Pour qu’il y ait de l’art,
pour qu’il y ait un acte et un regard esthétique, une condition physiologique est indispensable : l’ivresse. Il faut d’abord que l’excitabilité de toute la machine ait été rendue plus intense par l’ivresse. Toutes sortes d’ivresse, quelle qu’en soit l’origine, ont ce pouvoir, mais surtout l’ivresse de l’excitation sexuelle, cette forme la plus ancienne et la plus primitive de l’ivresse. Ensuite l’ivresse qu’entraînent toutes les grandes convoitises, toutes les émotions fortes.

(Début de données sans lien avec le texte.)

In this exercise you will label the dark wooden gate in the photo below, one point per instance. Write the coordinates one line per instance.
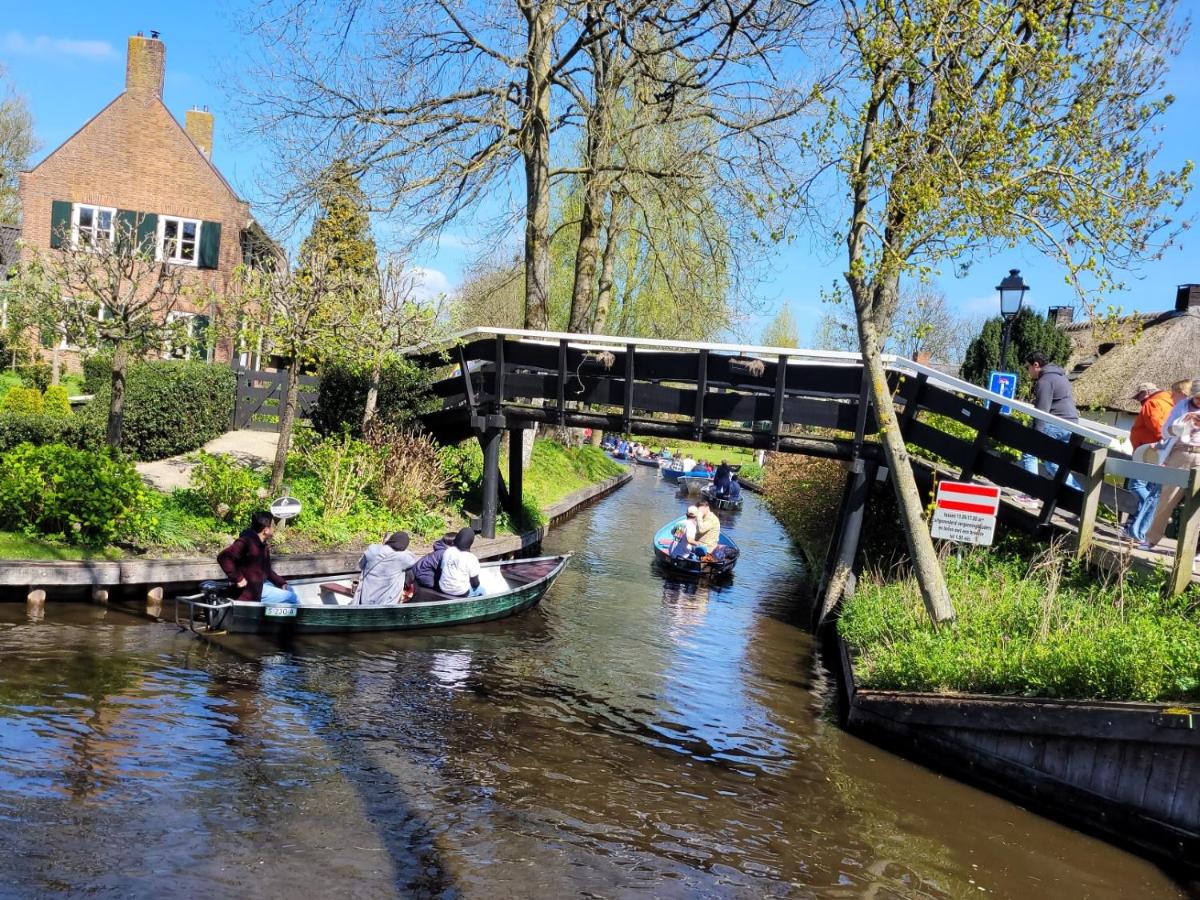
(259, 399)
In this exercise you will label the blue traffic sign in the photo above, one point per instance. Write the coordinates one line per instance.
(1005, 384)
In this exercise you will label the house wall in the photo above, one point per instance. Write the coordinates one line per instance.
(133, 155)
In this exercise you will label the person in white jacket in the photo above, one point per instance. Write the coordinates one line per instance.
(1185, 454)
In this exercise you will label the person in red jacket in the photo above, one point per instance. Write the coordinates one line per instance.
(247, 564)
(1147, 429)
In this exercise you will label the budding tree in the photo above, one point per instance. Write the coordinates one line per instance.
(971, 125)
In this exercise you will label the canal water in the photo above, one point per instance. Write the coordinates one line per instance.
(631, 736)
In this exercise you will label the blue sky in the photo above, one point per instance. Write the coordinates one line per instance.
(67, 59)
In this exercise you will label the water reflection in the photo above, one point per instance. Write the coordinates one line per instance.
(634, 735)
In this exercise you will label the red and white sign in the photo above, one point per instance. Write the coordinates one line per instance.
(965, 513)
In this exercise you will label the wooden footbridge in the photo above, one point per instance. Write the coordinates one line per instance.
(491, 381)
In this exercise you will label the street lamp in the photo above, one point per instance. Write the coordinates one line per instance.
(1012, 295)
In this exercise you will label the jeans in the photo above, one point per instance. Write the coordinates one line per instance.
(1030, 462)
(277, 597)
(1147, 493)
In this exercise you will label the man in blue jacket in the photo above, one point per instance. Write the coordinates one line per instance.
(1051, 394)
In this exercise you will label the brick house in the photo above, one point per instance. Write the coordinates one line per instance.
(135, 162)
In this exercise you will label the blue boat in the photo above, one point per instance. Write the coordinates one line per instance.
(720, 562)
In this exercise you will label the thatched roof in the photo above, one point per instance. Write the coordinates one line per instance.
(1109, 359)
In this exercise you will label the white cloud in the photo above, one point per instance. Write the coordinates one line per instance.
(45, 47)
(427, 283)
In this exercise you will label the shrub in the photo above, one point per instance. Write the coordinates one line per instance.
(412, 475)
(79, 496)
(40, 429)
(23, 401)
(226, 489)
(171, 407)
(403, 396)
(55, 401)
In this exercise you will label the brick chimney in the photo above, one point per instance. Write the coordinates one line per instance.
(144, 65)
(1061, 316)
(1187, 297)
(198, 125)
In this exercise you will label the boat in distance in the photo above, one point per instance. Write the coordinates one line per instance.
(720, 562)
(718, 502)
(327, 604)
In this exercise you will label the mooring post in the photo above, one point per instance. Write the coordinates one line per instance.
(1093, 480)
(1186, 539)
(516, 469)
(840, 580)
(491, 442)
(154, 603)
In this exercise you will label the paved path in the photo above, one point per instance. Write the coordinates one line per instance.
(249, 447)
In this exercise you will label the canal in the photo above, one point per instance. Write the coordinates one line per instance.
(630, 736)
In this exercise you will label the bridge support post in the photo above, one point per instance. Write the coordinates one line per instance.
(516, 469)
(491, 442)
(839, 574)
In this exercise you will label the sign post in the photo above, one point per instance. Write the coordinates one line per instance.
(965, 513)
(1005, 384)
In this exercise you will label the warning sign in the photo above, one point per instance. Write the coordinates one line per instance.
(965, 513)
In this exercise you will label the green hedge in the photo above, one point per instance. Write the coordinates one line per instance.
(40, 429)
(76, 496)
(171, 407)
(403, 395)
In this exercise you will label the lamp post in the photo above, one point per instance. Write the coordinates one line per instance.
(1012, 295)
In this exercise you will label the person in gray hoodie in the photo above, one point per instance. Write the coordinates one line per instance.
(1051, 394)
(385, 571)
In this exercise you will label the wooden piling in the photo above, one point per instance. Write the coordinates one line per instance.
(154, 601)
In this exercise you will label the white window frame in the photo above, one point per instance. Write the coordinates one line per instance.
(161, 244)
(94, 229)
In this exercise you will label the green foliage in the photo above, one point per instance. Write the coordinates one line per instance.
(23, 401)
(1031, 333)
(40, 429)
(1045, 628)
(77, 496)
(55, 401)
(403, 395)
(227, 490)
(171, 407)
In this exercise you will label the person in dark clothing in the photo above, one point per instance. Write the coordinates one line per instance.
(721, 479)
(1051, 394)
(247, 564)
(427, 567)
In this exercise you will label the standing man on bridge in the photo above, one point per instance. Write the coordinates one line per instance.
(1051, 394)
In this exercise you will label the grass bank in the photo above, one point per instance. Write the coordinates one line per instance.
(1031, 622)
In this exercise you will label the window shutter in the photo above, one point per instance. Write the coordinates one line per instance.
(210, 246)
(60, 222)
(148, 234)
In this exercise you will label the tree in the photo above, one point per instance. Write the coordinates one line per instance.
(781, 330)
(105, 292)
(967, 125)
(1031, 331)
(17, 144)
(298, 312)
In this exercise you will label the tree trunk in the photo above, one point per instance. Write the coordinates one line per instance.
(921, 546)
(535, 150)
(591, 221)
(607, 267)
(287, 423)
(117, 402)
(372, 394)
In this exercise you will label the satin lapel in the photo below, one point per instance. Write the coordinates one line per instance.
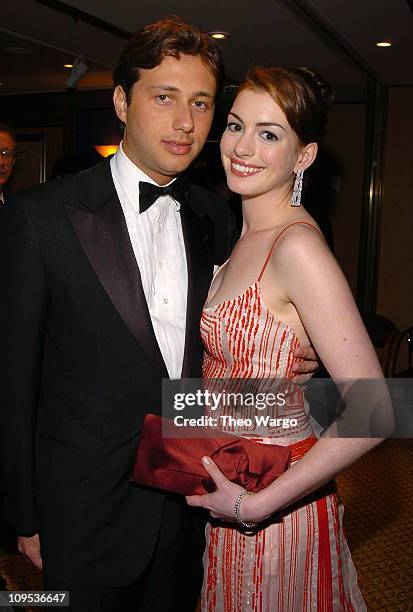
(199, 257)
(104, 237)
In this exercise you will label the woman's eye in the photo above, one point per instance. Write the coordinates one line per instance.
(234, 127)
(270, 136)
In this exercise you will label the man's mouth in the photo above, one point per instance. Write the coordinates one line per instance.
(178, 147)
(242, 169)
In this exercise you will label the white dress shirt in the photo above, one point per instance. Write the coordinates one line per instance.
(158, 245)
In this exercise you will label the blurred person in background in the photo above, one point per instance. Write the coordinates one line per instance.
(7, 157)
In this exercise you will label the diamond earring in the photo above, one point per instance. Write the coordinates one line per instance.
(298, 187)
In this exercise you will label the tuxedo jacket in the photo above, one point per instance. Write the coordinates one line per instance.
(80, 367)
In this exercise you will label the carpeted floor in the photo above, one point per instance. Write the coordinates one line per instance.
(377, 492)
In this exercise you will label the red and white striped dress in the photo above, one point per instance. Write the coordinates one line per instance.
(300, 561)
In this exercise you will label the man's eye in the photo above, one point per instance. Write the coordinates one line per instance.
(234, 127)
(201, 104)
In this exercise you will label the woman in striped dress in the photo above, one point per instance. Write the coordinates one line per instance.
(280, 289)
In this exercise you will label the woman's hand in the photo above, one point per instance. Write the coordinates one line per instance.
(221, 503)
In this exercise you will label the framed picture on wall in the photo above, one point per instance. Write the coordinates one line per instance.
(30, 166)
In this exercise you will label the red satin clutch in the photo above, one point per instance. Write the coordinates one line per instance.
(174, 464)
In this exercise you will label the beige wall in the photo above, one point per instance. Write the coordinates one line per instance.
(395, 282)
(346, 139)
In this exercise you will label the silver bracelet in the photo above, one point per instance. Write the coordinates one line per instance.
(237, 507)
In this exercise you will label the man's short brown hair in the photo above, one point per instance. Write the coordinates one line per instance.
(171, 36)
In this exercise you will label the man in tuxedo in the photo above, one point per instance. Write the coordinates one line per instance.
(102, 292)
(7, 157)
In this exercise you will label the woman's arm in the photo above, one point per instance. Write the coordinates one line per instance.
(309, 276)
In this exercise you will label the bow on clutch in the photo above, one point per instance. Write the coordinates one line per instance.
(175, 463)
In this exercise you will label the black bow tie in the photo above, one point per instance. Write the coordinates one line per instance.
(148, 193)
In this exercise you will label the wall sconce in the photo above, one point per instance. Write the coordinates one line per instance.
(106, 150)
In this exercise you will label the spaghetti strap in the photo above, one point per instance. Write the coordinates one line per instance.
(273, 244)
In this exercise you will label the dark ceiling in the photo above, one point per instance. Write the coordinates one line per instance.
(335, 37)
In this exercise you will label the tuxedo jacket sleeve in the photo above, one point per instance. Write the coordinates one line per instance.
(80, 367)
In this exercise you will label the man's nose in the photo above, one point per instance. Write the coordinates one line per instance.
(183, 119)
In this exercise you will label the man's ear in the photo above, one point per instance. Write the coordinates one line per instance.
(306, 156)
(120, 103)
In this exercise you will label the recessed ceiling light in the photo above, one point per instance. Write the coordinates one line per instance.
(220, 35)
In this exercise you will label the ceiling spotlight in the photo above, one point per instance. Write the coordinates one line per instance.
(18, 50)
(78, 71)
(220, 35)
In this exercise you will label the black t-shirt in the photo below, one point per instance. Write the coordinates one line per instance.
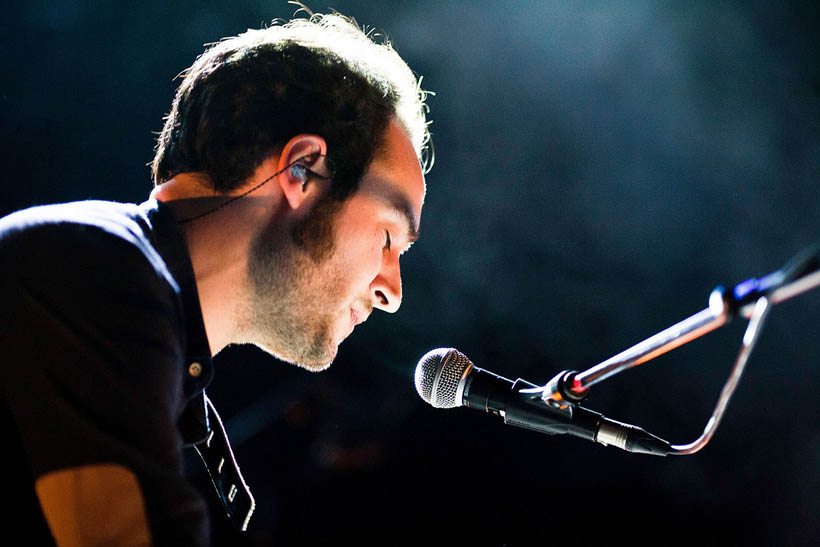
(100, 325)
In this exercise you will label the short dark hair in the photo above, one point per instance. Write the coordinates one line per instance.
(246, 96)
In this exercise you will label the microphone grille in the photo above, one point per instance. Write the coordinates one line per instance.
(439, 375)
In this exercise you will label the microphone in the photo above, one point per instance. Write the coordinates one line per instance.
(446, 378)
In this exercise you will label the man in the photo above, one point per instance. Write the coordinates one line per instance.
(288, 180)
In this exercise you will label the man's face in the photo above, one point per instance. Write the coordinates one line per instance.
(306, 299)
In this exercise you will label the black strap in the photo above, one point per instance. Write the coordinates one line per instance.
(217, 456)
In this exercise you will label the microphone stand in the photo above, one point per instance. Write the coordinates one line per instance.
(752, 299)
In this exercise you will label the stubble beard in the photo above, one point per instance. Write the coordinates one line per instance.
(294, 291)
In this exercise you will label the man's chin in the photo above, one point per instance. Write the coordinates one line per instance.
(313, 363)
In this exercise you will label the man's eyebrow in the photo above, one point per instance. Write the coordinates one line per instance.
(399, 202)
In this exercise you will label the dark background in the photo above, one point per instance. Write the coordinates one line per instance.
(600, 167)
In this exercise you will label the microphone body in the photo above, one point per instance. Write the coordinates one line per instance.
(446, 378)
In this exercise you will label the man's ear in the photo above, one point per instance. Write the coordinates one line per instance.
(307, 151)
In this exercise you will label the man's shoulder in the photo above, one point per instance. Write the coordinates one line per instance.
(116, 234)
(72, 219)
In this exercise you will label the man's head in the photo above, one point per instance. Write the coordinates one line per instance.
(319, 257)
(303, 303)
(245, 97)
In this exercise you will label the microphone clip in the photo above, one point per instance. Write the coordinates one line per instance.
(562, 392)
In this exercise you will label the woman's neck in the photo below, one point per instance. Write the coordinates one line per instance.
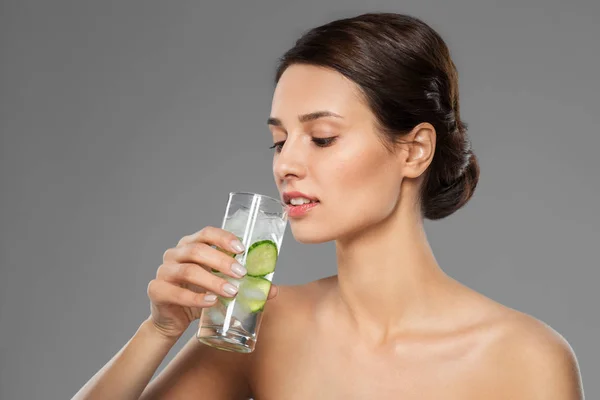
(388, 278)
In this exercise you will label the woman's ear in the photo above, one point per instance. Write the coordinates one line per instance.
(420, 148)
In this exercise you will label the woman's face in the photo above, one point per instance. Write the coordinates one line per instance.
(356, 180)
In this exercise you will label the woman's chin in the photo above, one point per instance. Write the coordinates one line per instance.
(309, 235)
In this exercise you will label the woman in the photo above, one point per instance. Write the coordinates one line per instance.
(365, 120)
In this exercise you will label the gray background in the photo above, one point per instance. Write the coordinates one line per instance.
(124, 124)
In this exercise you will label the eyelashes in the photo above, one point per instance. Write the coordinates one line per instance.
(320, 142)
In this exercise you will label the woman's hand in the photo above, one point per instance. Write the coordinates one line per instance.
(184, 284)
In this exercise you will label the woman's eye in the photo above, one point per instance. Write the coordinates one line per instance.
(277, 146)
(321, 142)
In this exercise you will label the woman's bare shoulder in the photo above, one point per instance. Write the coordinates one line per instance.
(530, 357)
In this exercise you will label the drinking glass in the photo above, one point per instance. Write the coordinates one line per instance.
(259, 222)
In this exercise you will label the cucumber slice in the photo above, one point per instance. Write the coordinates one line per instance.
(253, 293)
(229, 253)
(261, 258)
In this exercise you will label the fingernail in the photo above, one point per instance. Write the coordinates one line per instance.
(209, 298)
(238, 269)
(237, 245)
(229, 289)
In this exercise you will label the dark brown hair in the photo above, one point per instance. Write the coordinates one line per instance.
(406, 75)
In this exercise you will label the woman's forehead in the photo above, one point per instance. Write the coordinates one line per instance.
(306, 88)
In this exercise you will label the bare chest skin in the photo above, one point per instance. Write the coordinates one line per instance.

L’ivresse de la fête, de la joute, de la prouesse, de la vistoire, de toute extrême agiattion : l’ivresse de la cruauté, l’ivresse de la destruction – l’ivresse née de certaines conditions météorologiques (par exemple le trouble printanier), ou sous l’influence de stupéfiants, enfin l’ivresse de la volonté, l’ivresse d’une volonté longtemps retenue et prête à éclater. – L’essentiel, dans l’ivresse, c’est le sentiment d’intensification de la force, de la plénitude. c’est ce sentiment qui pousse à mettre de soi-même dans les choses, à les forcer à contenir ce qu’on y met, à leur faire violence.
Il est nécessaire
de temps en temps de nous délasser de nous-mêmes ou de pleurer sur nous : de déceler le héros et non moins le bouffon qui se cachent dans notre passion de connaître, de jouir de temps en temps de notre folie pour continuer à jouir de notre sagesse !
La musique
me donne à présent des sensations comme jamais je n’en ai ressenti. Elle me libère de moi-même, elle me détache de moi-même comme si je me regardais, je me sentais de très loin ; elle me fortifie en même temps, et toujours après une soirée musicale ma matinée abonde en jugements fermes et en idées. C’est très curieux. C’est comme si je m’étais baigné dans un élément plus naturel. La vie sans musique n’est qu’une erreur, une besogne éreintante, un exil.